SYLVANIA, Ohio — Joe Mehling minces no words in describing the effect of his desperate decision last year to turn to an old marketing standby and employ it in a completely unfamiliar way.
“There’s no doubt about it,” explains the man whose been executive general manager of family-owned Dave White Chevrolet, just a mile south of the Ohio-Michigan border, since 2006: “It’s saved our ass.”
The “it” to which Mehling is referring is local radio advertising, something Dave White Chevrolet has used nearly nonstop to drum up business for almost all of its 70-year-plus history. But unlike all of those previous decades, the local radio ad campaign right now isn’t touting lease deals or the latest new-vehicle purchase specials — it’s focused completely on bringing listeners in to sell their vehicles.
Not trade them in — sell them.
“We started it in August or September,” Mehling said, when the dealership’s new- and used-vehicle inventories were at historic lows. “We had to do something, and it made no sense for us to advertise cars that we didn’t have. We were still doing all of the digital advertising, all of the Internet advertising, but we came up with the plan to put out a radio ad campaign that would let people know that we will actively buy your car from you. Bring it in, we’ll appraise it. It’s no hassle. If you have a balance, we’ll pay the bank off, and we’ll give you a check for the difference.”
The results? Nothing short of spectacular, no matter how you tally them up, Mehling said. The dealership has bought an average of 40 used vehicles per month from private sellers brought in by the $7,500-per-month radio campaign since it started. Resulting in an average profit of $5,000 per vehicle when they’re sold, the strategy has netted at least $1.1 million in additional profits to the dealership just since last fall, Mehling said.
Plus, the dealership’s used-vehicle inventory — which had shrunk to just 65 vehicles when the emergency radio campaign began — sat mid-February at a relatively robust 135, and is chock-full of vehicles that would be out of reach had they gone through an auction lane.
“I could not have touched some of these vehicles at an auction right now,” says Joe Matthews, the dealership’s buyer and inventory manager, who has been at Dave White Chevrolet for 18 years.
“I’m online, trying to buy cars like every other dealer, and the prices at the auction are just silly. Plus then you’ve got the auction fees on top of that, and those auction fees are just money that we’re giving away that we could have had for the store. But because of this, we’re now at a [pre-owned] inventory level that we haven’t seen in 18 months.”
Other dealers have, of course, pivoted some or all of their local advertising from selling to buying vehicles, with varying degrees of success. One dealer in Texas told Automotive News this month that he began running “buy” ads a year ago, and now buys up to 100 used vehicles per month from private sellers.

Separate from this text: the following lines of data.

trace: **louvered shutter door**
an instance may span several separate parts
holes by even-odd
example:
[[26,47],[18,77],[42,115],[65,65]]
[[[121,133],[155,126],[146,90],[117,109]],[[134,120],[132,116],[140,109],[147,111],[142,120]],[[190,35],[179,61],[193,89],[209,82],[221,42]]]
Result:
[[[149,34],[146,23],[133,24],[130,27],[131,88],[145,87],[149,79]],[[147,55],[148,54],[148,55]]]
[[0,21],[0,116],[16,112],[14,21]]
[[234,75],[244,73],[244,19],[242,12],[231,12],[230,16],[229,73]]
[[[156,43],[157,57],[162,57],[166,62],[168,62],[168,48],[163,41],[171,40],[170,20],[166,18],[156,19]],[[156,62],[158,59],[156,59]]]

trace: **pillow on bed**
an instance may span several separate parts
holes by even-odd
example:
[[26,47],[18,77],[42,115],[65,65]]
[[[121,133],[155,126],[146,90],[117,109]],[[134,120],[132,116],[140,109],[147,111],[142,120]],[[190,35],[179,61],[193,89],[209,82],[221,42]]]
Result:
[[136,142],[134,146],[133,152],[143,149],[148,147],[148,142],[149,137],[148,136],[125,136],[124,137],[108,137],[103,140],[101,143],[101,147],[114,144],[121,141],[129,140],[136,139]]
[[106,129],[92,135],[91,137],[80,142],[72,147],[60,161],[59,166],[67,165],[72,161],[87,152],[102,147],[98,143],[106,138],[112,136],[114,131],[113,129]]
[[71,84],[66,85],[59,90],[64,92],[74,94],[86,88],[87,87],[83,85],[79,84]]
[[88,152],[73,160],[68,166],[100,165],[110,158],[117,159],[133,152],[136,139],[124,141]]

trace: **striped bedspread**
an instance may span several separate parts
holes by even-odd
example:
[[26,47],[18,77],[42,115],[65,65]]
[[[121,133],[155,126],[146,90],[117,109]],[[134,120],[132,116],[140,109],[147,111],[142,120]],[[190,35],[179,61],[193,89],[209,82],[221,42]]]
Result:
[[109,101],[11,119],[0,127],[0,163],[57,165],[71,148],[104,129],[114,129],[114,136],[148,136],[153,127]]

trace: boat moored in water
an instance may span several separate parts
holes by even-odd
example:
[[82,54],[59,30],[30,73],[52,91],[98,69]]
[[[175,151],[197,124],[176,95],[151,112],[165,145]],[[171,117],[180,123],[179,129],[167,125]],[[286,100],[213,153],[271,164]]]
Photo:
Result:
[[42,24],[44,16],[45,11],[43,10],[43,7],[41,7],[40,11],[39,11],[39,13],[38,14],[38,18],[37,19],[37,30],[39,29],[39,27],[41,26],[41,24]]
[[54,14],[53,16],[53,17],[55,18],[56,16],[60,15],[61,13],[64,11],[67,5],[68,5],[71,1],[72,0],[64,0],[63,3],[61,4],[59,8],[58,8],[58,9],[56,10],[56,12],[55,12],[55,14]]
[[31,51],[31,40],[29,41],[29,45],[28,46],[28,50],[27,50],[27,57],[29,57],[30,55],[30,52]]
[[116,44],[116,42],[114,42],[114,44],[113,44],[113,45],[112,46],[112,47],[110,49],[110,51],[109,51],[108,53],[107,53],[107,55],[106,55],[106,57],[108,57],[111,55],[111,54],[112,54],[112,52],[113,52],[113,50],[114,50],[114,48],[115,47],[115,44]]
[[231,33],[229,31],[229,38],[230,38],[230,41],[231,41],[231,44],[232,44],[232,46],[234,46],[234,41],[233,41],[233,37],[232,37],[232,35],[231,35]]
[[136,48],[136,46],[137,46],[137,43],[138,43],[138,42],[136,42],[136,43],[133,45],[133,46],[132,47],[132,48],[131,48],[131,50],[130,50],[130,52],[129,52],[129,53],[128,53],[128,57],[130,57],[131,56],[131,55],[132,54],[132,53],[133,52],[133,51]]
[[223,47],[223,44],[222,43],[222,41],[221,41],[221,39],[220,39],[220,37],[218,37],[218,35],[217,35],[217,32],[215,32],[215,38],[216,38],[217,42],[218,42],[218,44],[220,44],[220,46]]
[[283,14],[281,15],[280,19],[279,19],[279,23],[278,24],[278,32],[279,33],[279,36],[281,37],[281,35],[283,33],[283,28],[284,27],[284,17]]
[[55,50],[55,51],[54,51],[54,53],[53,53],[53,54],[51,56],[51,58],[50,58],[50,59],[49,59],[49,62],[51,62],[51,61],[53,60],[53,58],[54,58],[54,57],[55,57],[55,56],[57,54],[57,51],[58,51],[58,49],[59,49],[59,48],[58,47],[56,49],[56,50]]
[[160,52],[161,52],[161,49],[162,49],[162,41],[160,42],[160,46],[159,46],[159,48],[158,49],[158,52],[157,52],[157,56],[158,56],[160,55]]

The secret to Dave White Chevrolet’s strategy lies not only in the radio ads, but how Matthews and other dealership personnel pursue leads that come in as a result.
“We work them just like we would a buy lead,” Mehling explained. “The people that respond to the ad phone into our [business development center], and we handle it just as though they were calling about buying a car. We respond quickly. We do a personal reach-out. We try to develop a relationship to get them through the door so we can take a look. And more often than not, they go home with a check.”
The dealership has gone from buying 5 to 10 percent of its used-vehicle inventory off the street two years ago to now regularly buying 25 to 30 percent each month from private owners, Matthews said.
It hasn’t always been confined to transactions at the dealership. Matthews said he has gone out to visit some of his selling customers at their homes to inspect the vehicles they want to part with, especially if the prize at the end of the transaction is something of high value.
Dave White’s separate used-vehicle showroom — an adjacent former produce market that the dealership purchased and converted into a pre-owned center a decade ago — showed some of the fruits of those labors in mid-February: three Chevrolet Corvettes, a Mazda MX-5 Miata convertible and a Dodge Challenger Hellcat, all in pristine shape. The dealership averages between 75 and 100 pre-owned sales per month.
Mehling said that buying inventory off the street has helped the dealership in other ways as well, allowing its service and detailing departments to generate internal revenue as the vehicles are reconditioned for sale. The better inventory has also cut back the number of vehicles the dealership wholesales, he said.
“We still have to compete with the Vrooms and the Carvanas of the world, so [Matthews] has been very aggressive. I can count maybe three or four times over this whole period where we haven’t been able to compete with them and lost a deal because of it,” Mehling said. “But the nice thing is, the customer gets our check on the spot. It’s that instant gratification.”